HiveBrain v1.2.0
Get Started
← Back to all entries
patternsqlMinor

Long SQL query with much duplication between two halves of a UNION

Submitted by: @import:stackexchange-codereview··
0
Viewed 0 times
halvesmuchsqlwithqueryduplicationlonguniontwobetween

Problem

This works, but it's huge.

We need to repeat each table column on each UNION SELECT, as well as the WHERE clause for DATE comparison.

( 
SELECT GROUP_CONCAT(APA_T.district), t.name 
FROM tbl_activity AS t 
INNER JOIN tbl_activity_package AS ap ON t.id = ap.activity_id 
INNER JOIN ( 
SELECT DISTINCT apa.district AS district, ( 
SELECT s1.activity_package_id 
FROM tbl_activity_package_address s1 
WHERE apa.district = s1.district 
ORDER BY s1.id DESC 
LIMIT 1 
) AS idActivityPackage 
FROM 
tbl_activity_package_address apa 
ORDER BY apa.district 
) AS APA_T 
ON ap.id = APA_T.idActivityPackage 
WHERE (ap.publication_date = CURDATE()) 
GROUP BY t.name 
ORDER BY APA_T.district 
) 
UNION DISTINCT 
( 
SELECT GROUP_CONCAT(DISTINCT apa2.district ORDER BY apa2.district), t2.name 
FROM tbl_activity AS t2 
INNER JOIN tbl_activity_package AS ap2 ON t2.id = ap2.activity_id 
INNER JOIN tbl_activity_package_address AS apa2 ON ap2.id = apa2.activity_package_id 
WHERE (ap2.publication_date = CURDATE()) 
GROUP BY t2.name 
ORDER BY apa2.district 
) 
LIMIT 6, 6


I have removed the WHERE CLAUSE for DATE comparisons, because I can't have it on this fiddle structure, but, the repetition is still an issue. I've been told about INTERSECT but found nothing about that on MySQL.

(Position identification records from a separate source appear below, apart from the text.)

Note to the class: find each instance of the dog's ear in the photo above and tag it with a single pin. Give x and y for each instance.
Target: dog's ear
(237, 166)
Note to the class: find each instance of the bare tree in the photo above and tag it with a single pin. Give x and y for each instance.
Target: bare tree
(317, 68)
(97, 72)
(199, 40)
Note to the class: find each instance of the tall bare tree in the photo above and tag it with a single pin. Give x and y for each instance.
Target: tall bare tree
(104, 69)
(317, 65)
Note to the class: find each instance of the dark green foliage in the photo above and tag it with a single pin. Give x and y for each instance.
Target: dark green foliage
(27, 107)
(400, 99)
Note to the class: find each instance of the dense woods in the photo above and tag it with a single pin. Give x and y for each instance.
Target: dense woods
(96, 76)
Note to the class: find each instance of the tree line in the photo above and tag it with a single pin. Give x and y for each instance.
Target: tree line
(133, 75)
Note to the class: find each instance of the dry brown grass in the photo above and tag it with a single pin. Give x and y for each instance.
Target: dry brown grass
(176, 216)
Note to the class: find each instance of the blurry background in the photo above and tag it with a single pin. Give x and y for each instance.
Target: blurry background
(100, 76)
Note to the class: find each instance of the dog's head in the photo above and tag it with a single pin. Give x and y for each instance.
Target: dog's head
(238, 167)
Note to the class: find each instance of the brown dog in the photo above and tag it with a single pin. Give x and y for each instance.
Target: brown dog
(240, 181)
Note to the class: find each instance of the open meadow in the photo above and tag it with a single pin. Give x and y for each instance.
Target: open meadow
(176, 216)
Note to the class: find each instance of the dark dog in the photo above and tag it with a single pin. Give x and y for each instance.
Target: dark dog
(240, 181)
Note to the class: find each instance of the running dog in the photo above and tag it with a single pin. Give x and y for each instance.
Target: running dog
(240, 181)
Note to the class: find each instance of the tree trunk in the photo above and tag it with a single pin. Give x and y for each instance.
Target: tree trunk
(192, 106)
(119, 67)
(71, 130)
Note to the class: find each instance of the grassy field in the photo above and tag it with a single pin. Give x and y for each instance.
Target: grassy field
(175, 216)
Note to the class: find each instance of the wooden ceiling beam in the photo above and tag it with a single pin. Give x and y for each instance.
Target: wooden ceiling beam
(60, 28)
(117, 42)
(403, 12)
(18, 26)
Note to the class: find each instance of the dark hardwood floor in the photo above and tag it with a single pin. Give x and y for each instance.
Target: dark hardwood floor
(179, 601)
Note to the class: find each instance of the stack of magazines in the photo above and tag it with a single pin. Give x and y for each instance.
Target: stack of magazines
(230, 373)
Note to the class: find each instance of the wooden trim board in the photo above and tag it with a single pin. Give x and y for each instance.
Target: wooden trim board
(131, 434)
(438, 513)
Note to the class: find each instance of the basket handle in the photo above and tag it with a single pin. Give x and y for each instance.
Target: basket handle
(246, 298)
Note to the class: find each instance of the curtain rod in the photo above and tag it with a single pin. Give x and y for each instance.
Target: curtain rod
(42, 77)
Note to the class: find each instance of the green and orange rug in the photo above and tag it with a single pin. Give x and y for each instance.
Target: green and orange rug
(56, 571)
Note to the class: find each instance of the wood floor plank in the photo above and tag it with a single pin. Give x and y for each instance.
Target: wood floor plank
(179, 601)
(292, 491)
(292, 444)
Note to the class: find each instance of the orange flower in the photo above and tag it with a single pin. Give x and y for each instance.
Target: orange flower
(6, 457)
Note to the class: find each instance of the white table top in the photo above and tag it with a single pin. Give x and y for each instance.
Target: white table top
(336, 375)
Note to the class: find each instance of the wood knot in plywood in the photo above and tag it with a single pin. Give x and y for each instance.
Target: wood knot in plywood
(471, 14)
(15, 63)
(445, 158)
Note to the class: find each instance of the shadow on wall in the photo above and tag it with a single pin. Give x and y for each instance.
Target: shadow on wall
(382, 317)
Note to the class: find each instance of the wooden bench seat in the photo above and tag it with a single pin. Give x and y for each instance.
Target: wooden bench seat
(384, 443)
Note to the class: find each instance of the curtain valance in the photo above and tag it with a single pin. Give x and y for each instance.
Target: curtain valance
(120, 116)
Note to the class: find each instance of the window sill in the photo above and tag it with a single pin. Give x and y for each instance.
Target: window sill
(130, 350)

http://sqlfiddle.com/#!2/37dd94/51

Solution

Your SQL Fiddle and the question have inconsistent column names: the fiddle has id_activity_package, while the code in this question has activity_package_id. I'll consider the fiddle as supplementary information, and treat the code in the question as authoritative.

The two halves of the UNION are nearly identical, with the exception of the second INNER JOIN. Let's analyze it one step at a time.

-
In the first half of the UNION, you join with APA_T, which is…

SELECT DISTINCT apa.district AS district,
    (SELECT s1.activity_package_id
        FROM tbl_activity_package_address s1
        WHERE apa.district = s1.district
        ORDER BY s1.id DESC
        LIMIT 1
    ) AS idActivityPackage
    FROM tbl_activity_package_address apa 
    ORDER BY apa.district


The DISTINCT there is superfluous, since the innermost SELECT is guaranteed to return at most one row per district.

As I read it, APA_T is a subquery that lists the most recently added activity_package_id for each district. I think it's worth creating a view for clarity.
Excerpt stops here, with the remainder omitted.